Clean slate for EPA scientific advisory committees

Agency removes all members of two external advisory panels and seeks new appointments

by Britt E. Erickson
April 1, 2021

 

Head shot of Michael Regan.
Credit: US Environmental Protection Agency
Michael Regan

After just a few weeks on the job, Michael Regan, administrator of the US Environmental Protection Agency, is shaking up membership on two influential scientific advisory committees. Regan announced March 31 that he is eliminating all members of the agency’s Science Advisory Board (SAB) and the Clean Air Scientific Advisory Committee (CASAC) and directing EPA staff to reconfigure the panels with a more balanced mix of expertise.

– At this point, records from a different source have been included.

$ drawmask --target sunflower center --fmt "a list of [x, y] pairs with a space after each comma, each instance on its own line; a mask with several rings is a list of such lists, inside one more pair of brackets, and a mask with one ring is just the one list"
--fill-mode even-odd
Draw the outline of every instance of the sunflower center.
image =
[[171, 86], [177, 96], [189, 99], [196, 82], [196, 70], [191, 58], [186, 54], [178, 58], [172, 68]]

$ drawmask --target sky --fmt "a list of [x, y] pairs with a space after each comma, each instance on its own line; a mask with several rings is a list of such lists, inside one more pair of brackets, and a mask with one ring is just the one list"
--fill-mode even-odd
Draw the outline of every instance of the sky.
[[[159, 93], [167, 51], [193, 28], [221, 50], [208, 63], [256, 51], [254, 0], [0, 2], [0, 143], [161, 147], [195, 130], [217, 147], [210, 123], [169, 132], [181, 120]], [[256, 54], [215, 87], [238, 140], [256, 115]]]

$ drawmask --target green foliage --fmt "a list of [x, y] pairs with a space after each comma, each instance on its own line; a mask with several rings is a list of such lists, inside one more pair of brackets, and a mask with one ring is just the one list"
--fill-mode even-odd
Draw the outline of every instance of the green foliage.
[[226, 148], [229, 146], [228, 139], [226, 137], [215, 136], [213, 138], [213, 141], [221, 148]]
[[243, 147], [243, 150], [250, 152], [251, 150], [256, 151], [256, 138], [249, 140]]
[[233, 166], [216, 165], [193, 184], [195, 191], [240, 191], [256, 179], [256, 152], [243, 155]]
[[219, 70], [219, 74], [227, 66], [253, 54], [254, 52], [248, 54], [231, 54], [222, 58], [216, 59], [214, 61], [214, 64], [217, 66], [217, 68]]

The move comes after 4 years of the Trump administration dismantling various panels and excluding members who received grant money from the EPA in favor of members with ties to industry. “Resetting these two scientific advisory committees will ensure the agency receives the best possible scientific insight to support our work to protect human health and the environment,” Regan says in a statement.

The EPA is encouraging members released from the committees to reapply if they are still interested in serving. It is unclear how many of the 44 members of the EPA’s SAB and 7 members of CASAC will do so. Members typically serve for 3 years with the possibility of renewing their membership for an additional 3 years. The SAB advises the EPA in areas such as drinking water, hydraulic fracturing, and chemical risk assessments. CASAC advises the agency on national ambient air quality standards, including those for particulate matter and ozone.

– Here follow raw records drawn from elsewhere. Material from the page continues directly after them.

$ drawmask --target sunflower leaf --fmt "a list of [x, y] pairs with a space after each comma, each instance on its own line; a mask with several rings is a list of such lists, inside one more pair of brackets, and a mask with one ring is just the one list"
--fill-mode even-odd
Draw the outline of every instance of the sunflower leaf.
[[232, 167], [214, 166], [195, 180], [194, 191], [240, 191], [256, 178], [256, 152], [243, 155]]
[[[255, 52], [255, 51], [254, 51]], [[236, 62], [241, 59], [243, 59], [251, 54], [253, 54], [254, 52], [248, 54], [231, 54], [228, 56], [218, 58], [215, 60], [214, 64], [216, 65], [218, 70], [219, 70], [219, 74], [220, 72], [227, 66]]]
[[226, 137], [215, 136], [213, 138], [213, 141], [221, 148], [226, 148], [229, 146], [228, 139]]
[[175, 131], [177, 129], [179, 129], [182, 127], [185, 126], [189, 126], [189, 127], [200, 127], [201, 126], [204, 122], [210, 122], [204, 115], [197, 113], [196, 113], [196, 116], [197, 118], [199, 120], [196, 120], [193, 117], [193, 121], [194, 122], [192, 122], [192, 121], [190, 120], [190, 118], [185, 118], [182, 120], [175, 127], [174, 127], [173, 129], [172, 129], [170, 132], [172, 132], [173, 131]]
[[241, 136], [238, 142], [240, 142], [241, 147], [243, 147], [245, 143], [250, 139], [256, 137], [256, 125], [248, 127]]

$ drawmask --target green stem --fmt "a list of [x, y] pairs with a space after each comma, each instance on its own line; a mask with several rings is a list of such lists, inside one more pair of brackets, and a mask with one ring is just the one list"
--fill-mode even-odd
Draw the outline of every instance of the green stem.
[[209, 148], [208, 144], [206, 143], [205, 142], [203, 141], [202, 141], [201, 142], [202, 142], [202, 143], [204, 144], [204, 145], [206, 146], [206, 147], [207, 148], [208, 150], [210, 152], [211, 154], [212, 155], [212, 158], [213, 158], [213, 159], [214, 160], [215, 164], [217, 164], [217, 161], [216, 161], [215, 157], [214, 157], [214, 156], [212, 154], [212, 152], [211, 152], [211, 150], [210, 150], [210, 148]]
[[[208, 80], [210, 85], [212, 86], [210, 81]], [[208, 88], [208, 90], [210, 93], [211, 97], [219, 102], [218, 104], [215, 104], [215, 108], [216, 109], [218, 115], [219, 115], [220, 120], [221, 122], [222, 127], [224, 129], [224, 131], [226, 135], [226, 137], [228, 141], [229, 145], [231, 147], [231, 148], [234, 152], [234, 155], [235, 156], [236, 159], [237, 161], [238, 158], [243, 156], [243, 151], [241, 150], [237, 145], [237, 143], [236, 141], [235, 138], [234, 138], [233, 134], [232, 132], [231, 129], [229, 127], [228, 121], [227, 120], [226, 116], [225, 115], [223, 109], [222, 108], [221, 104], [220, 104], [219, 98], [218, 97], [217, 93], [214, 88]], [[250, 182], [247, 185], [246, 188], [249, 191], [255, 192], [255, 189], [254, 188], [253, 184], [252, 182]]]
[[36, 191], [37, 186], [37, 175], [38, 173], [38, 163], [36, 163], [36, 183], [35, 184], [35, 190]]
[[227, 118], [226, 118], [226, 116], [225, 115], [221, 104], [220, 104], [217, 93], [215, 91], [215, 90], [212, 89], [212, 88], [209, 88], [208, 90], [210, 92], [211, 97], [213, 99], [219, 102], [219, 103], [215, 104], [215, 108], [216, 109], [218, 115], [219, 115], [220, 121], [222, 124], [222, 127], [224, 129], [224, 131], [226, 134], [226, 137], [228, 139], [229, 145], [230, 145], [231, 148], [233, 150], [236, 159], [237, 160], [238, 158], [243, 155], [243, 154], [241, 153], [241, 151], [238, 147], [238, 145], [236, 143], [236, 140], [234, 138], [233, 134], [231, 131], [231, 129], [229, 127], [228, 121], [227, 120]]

Critics of the Trump administration’s policies welcome the EPA’s abrupt reconfiguring of the two panels. The committees “had been so compromised and so distorted” that the EPA “really needed a full reset to bring in a healthy mix of scientists into the reviews,” says Chris Zarba, former director of the EPA’s SAB staff office, who retired from the agency in 2018. The Trump administration made changes “to such an extent that it was basically designed to give industry or special interests the kind of answers they wanted to get from the reviews,” Zarba says.

The EPA’s action marks “an important sea change in the way that EPA is valuing science advice,” says Genna Reed, a senior analyst with the Center for Science and Democracy at the advocacy group Union of Concerned Scientists. Over the past 4 years, the EPA excluded experts from the committees and ignored their advice “rather than use their input to inform critical agency decisions,” she says.

In a statement, the American Chemistry Council, which represents the chemical industry, praises the EPA’s advisory committees for consistently offering “objective, balanced, and science-based advice.” The ACC acknowledges the concerns about changes to the SAB made by the Trump administration, but it calls Regan’s action to reconstitute the panel “irregular.”